Investors have punished the stock based on fears of escalating regulatory risk and worries over Gilead’s future product pipeline—but these fears are overblown. Gilead’s earnings power and cash flow generation are not being properly appreciated by the market, and investors should take advantage of this buying opportunity.

Gilead Stock Chart

Gilead's Excellent Earnings Power

Gilead reported fourth-quarter net profit of $4.68 billion, or $3.18 per share. That represented excellent growth of 45% from $3.49 billion, or $2.18 per share, in the same quarter one year ago. Earnings, adjusted for one-time items, came to $3.32 per share. That result easily beat analyst expectations, which called for earnings of $2.99 per share.

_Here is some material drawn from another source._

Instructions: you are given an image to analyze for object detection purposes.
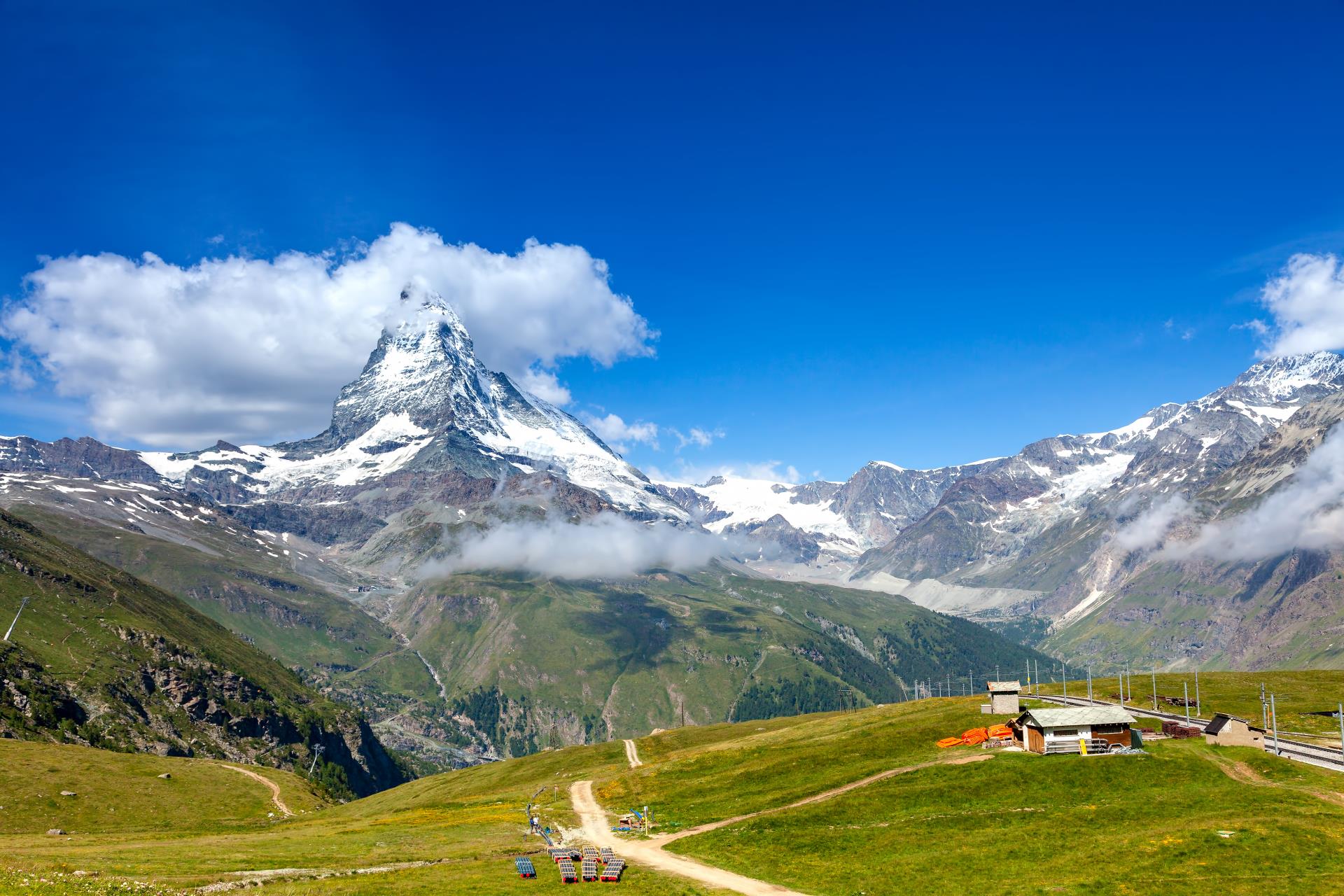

Revenue was also a strong beat. Sales grew 16% year over year, to $8.51 billion for the quarter, while analysts expected $8.11 billion.

Still, investors remain very cautious. The market is not convinced that Gilead can continue growing earnings going forward. There is a great deal of concern over Gilead’s top two Hepatitis C drugs, Harvoni and Sovaldi. These products represent 58% of Gilead’s total revenue by themselves, which is a concern because their growth is slowing due to high costs. Insurers are likely to demand significant price cuts since the cost of the drugs is so high. As a result, investors aren’t convinced in Gilead’s future earnings trajectory—but the worries appear overblown. As of the end of 2015, Gilead held $26.2 billion of cash, cash equivalents, and marketable securities on its balance sheet. The company also generated $20 billion of operating cash flow last year. This means Gilead generates so much cash flow that it can simply acquire a company to supplement its future drug pipeline.

Gilead expects at least $30 billion in product sales in 2016. Compared to 2015, that would indeed represent a decline, but just a 6% decline year over year. It would not be difficult to offset this with organic growth from new products currently under development, as well as bolt-on growth through acquisitions.

Future Dividend Growth Expectations

As demonstrated earlier, Gilead is a tremendous generator of cash flow. This in itself will help fuel dividend growth going forward. Another factor that will boost its dividend growth is that its payout ratio is very low. Gilead’s current annualized dividend represents just 14% of its trailing 12-month earnings per share. That means the company could continue to raise its dividend at significant rates, even if earnings growth stalls, and still would not jeopardize its financial position.

As a result, it is not unreasonable to expect 15% dividend growth each year going forward. Under this assumption, future dividend growth will take the annualized payout to $2.88 per share by 2020. This represents a 3.4% yield based on today’s stock price.

Gilead Dividend Growth

The Bottom Line

Gilead stock should be very attractive to value and income investors. Shares trade for just 7 times trailing 12-month earnings per share and 6 times forward EPS estimates. In addition, Gilead’s 2% dividend yield and the likelihood of at least 10% dividend growth in the next several years provide significant future income potential.

Investors are highly concerned about the future earnings trajectory for Gilead, but this seems like a short-term change in sentiment. It should easily be able to obtain revenue growth by acquiring a smaller competitor. It can generate future earnings growth by realizing cost synergies from any potential takeover, as well as from the benefits of its $10 billion stock buyback program. This will allow Gilead to continue increasing earnings and dividends. Therefore, Gilead should remain a top dividend stock pick.